Partant de son vécu sur le terrain, l'agricultrice zambienne et présidente de l'Assemblée des femmes rurales, Mary Sakala, a mis en relief les effets nocifs de l'agriculture industrielle sue les petits exploitants agricoles zambiens. « Nous avions l'habitude de cultiver des produits diversifiés. Mais aujourd'hui, les gouvernements et l'agro-industrie ont poussé les agriculteurs vers la monoculture, qui dépend des intrants. Leurs programmes nous ont tous rendus vulnérables », a-t-elle confié.

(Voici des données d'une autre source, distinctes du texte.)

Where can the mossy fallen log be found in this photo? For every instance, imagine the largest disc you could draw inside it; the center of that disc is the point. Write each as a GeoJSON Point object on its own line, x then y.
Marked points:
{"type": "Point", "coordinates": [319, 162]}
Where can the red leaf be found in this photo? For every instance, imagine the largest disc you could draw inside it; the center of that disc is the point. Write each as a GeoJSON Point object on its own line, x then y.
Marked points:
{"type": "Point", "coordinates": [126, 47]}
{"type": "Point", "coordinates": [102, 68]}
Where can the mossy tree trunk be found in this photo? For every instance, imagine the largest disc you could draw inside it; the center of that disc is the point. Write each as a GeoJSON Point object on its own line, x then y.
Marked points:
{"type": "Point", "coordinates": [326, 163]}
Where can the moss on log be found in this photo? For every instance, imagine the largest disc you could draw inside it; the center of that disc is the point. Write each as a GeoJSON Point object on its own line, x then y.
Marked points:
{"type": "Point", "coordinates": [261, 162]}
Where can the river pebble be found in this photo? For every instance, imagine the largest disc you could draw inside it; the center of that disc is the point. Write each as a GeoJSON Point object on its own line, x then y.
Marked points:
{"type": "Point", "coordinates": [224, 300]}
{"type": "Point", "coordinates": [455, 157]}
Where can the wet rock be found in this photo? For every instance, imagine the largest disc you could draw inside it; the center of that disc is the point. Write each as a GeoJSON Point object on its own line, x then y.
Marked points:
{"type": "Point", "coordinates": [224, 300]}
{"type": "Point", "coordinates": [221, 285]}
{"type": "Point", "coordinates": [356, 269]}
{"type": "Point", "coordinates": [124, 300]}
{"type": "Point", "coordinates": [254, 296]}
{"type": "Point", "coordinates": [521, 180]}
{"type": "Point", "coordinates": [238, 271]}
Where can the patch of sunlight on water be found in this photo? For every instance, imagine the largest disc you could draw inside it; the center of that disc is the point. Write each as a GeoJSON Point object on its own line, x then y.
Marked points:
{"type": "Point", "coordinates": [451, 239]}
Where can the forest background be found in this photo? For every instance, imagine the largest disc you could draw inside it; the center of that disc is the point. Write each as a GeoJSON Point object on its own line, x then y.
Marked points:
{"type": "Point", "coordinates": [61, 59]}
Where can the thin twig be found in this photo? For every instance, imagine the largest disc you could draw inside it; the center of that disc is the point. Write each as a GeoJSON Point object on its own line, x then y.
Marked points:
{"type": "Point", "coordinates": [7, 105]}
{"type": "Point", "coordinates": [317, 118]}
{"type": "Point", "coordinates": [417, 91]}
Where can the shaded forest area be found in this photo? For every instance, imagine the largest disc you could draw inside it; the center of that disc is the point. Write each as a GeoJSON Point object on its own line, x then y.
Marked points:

Les leaders religieux font le même constat alarmant et pointent du doit l'AGRA et ses bailleurs.

Le temps de l'action

« L'AGRA et la Fondation Gates, ainsi que les entreprises semencières et agrochimiques, sont de faux prophètes de la sécurité alimentaire. Ils prétendent être des messies pour les affamés, mais n'ont pas tenu leurs promesses. Leur approche industrielle dégrade les sols, détruit la biodiversité et place les profits des entreprises au-dessus des personnes. Elle est immorale. Gates et les grandes entreprises agroalimentaires se jouent de Dieu », a martelé l'évêque Takalani Isaac Mufamadi, de l'Institut de l'environnement des communautés religieuses d'Afrique australe (SAFCEI).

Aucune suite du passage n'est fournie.